Renzi parla alla testa, Grillo alla pancia. Ma manca qualcuno che parli al cuore, come Berlusconi
Parliamo di Berlusconi. È finita un’era? Quanto ha influenzato, quella stagione, il nostro immaginario collettivo? Cosa ha rappresentato per gli italiani? Un elemento di sintesi, un bersaglio di identificazione, un’abitudine? Tutte e tre le cose e molto di più, secondo Alessandro Amadori, psicologo e demoscopo della politica, fondatore di Coesis Research, già autore di due pubblicazioni (Mi consenta, Scheiwiller edizioni, 2002, e Madre Silvio, Mind, 2011) dedicate all’analisi semiotica dei modelli di comunicazione del fondatore di Forza Italia. «È finita un’era, e non è ben chiaro cosa accadrà. È un pezzo di auto-rappresentazione del Paese che esce di scena».

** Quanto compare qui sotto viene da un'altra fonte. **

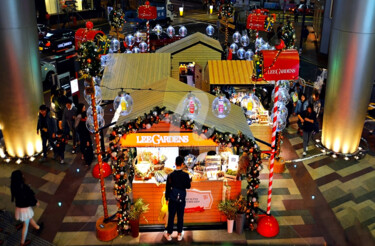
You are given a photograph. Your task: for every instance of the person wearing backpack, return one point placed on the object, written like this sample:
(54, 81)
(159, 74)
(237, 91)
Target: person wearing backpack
(175, 194)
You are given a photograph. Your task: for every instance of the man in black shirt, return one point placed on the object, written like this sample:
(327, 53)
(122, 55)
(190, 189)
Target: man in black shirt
(175, 194)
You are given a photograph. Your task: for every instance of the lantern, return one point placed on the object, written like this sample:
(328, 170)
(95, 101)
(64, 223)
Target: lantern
(182, 31)
(221, 107)
(210, 30)
(123, 103)
(241, 53)
(236, 37)
(106, 168)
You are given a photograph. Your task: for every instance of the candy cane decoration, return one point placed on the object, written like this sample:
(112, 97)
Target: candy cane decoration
(273, 146)
(148, 35)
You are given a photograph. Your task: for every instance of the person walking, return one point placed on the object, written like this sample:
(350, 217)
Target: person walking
(69, 116)
(175, 194)
(25, 199)
(307, 118)
(85, 136)
(46, 127)
(61, 140)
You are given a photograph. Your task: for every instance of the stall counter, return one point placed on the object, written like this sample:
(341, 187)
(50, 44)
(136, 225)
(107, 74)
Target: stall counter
(201, 202)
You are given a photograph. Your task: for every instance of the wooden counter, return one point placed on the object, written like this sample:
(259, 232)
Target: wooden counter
(210, 191)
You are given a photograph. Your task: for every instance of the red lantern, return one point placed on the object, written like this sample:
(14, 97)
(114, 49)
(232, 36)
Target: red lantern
(106, 170)
(89, 25)
(268, 226)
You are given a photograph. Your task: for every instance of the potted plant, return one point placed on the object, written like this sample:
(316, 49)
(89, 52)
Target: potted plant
(240, 205)
(136, 210)
(228, 208)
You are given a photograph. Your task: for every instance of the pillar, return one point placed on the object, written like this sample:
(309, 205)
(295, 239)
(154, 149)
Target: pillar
(20, 78)
(350, 73)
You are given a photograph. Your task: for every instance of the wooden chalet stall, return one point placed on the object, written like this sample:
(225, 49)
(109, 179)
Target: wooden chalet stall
(196, 49)
(237, 73)
(204, 195)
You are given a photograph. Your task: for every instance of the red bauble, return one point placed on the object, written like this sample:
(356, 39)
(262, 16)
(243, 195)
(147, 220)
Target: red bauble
(89, 25)
(106, 170)
(268, 226)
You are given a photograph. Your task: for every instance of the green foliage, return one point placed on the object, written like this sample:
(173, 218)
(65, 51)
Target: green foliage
(228, 208)
(89, 59)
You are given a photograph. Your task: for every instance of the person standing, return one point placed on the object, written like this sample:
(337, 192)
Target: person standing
(175, 194)
(307, 118)
(61, 140)
(69, 116)
(46, 127)
(25, 200)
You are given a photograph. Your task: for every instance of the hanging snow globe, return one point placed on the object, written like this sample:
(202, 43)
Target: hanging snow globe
(191, 106)
(221, 106)
(123, 103)
(170, 31)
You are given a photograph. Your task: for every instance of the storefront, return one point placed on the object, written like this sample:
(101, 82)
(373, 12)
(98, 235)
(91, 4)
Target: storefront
(159, 143)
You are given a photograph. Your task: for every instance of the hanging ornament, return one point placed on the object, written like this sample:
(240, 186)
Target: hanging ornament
(143, 47)
(210, 30)
(90, 123)
(283, 97)
(138, 37)
(221, 107)
(99, 111)
(251, 104)
(136, 50)
(170, 31)
(158, 30)
(191, 106)
(245, 40)
(182, 31)
(249, 55)
(236, 37)
(130, 40)
(241, 53)
(115, 45)
(98, 95)
(233, 47)
(124, 103)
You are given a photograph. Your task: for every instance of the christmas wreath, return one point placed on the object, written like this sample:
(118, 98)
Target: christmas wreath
(116, 18)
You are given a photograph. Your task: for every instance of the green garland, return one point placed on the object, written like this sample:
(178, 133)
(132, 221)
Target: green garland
(116, 18)
(89, 58)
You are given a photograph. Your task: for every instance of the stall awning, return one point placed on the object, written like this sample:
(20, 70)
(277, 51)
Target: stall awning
(182, 139)
(189, 41)
(170, 93)
(133, 71)
(231, 72)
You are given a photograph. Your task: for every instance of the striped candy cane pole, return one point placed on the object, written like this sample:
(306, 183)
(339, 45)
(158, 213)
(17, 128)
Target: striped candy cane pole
(148, 36)
(273, 146)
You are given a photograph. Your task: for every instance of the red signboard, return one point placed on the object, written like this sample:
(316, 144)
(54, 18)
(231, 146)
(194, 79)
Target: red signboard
(147, 12)
(256, 22)
(285, 67)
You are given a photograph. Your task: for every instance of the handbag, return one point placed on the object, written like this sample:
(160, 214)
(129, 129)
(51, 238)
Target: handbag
(177, 195)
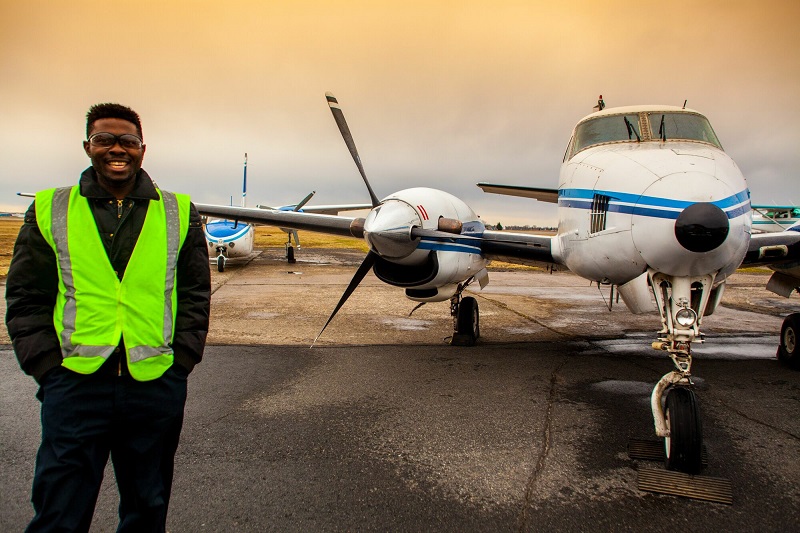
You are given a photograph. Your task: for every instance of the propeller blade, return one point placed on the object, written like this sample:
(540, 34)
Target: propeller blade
(366, 265)
(304, 201)
(348, 140)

IL PARTITO DELL’AMORE. Secondo Amadori,«l’Italia aveva trovato un modello simile alla signoria, al principato, da quanto Berlusconi ha preso il Biscione degli Sforza e l’ha piantato sul suo regno d’antenne». Un modello che prima di essere economico è cognitivo: «Con tutti i suoi errori, aveva proposto uno schema chiaro, che poteva piacere o non piacere: quello del godersi la vita, del procurarsi ricchezza. Era più di un programma politico, era un’idea dell’Italia». E in quanto tale, capace di scatenare odio estremo o grande amore. E adesso? «Quel romanzo italiano a colori non c’è più. Siamo governati da un’entità impersonale, una sorta di sistema asettico. Nulla di più lontano da quello a cui ci siamo abituati».
Effettivamente la differenza tra un governo tecnico e il «partito dell’amore» è tangibile. In mezzo, ci sono tutte le metafore e in simboli attraverso i quali Berlusconi ha conquistato, e poi perso, il consenso degli italiani. Per qualcuno si è trattato di un regime. «Invece era un reame, psicologicamente parlando, una sorta di Camelot versione Arcore. Ce lo ricordiamo Berlusconi nel 1992? Era un oggetto di amore e identificazione sceso in campo con la forza dei suoi mezzi, come Ettore e Achille, per combattere con la forza della passione. Sembrava dire: io vi amerò e combatterò per voi. Un fighter lover, che parla all’inconscio delle persone».
A LATO PER RIMETTERSI IN GIOCO. Adesso cos’è cambiato? «Politicamente si è smarcato dal ruolo del bersaglio fisso. Ha fatto un passo di lato, sbloccando una situazione in cui non aveva più margini di libertà, rimettendosi in gioco. Questo ridimensionamento di potere lo rende più vulnerabile? È presto per dirlo. Non mi aspetto un drastico mutamento di scenario. Le trame della Seconda Repubblica continueranno a manifestarsi, in altro modo». E a livello di comunicazione? «È mutato il registro. E quindi l’archetipo. Sembra dire agli italiani: mi prenderò cura di voi, continuando ad amarvi sotto un’altra forma, fra il mentore e l’allenatore. Una relazione di accudimento, che gli ridà dignità. Non è più sul trono: si pone come un uomo come tutti, ma con più esperienza». In passato Berlusconi ha segmentato fortemente il pubblico. Che fine farà tutto l’amore e tutto l’odio che ha catalizzato su di sé in questi anni? «La mia impressione è che resterà un vuoto. La sua grandezza hollywoodiana resterà un tratto unico, non penso ritroveremo investimenti emozionali così forti. E a qualcuno mancherà, sia a chi lo venera sia a chi lo detesta».
GRILLO E LE METAFORE VENTRALI. Matteo Renzi e Beppe Grillo sono entrambi degli ottimi comunicatori. Sono in grado di colmare questo vuoto? «La simpatia di Renzi, assieme alla sua capacità di apparire rassicurante, è molto berlusconiana. Il sindaco di Firenze però è aziendale, non suscita passionalità». E Grillo? «Ricorda il Cavaliere per il gusto dell’iperbole e la teatralità. Ha una certa passionalità, ma negativa. È thanatos, un processo distruttivo. Difatti usa metafore ventrali: zombie, mostri, cimiteri, riti funebri, seppellimento e così via».
In altre parole: Renzi si rivolge alla testa, Grillo alla pancia. Manca il cuore. «Berlusconi riusciva a parlare a tutti e tre. Ci abbiamo fatto l’abitudine, ci ha stregati, in positivo e in negativo. Oggi questa parte “seduttiva”, l’eros, manca del tutto. È per questo che, nonostante tutto, l’attuale narrazione politica ci appare terribilmente fredda».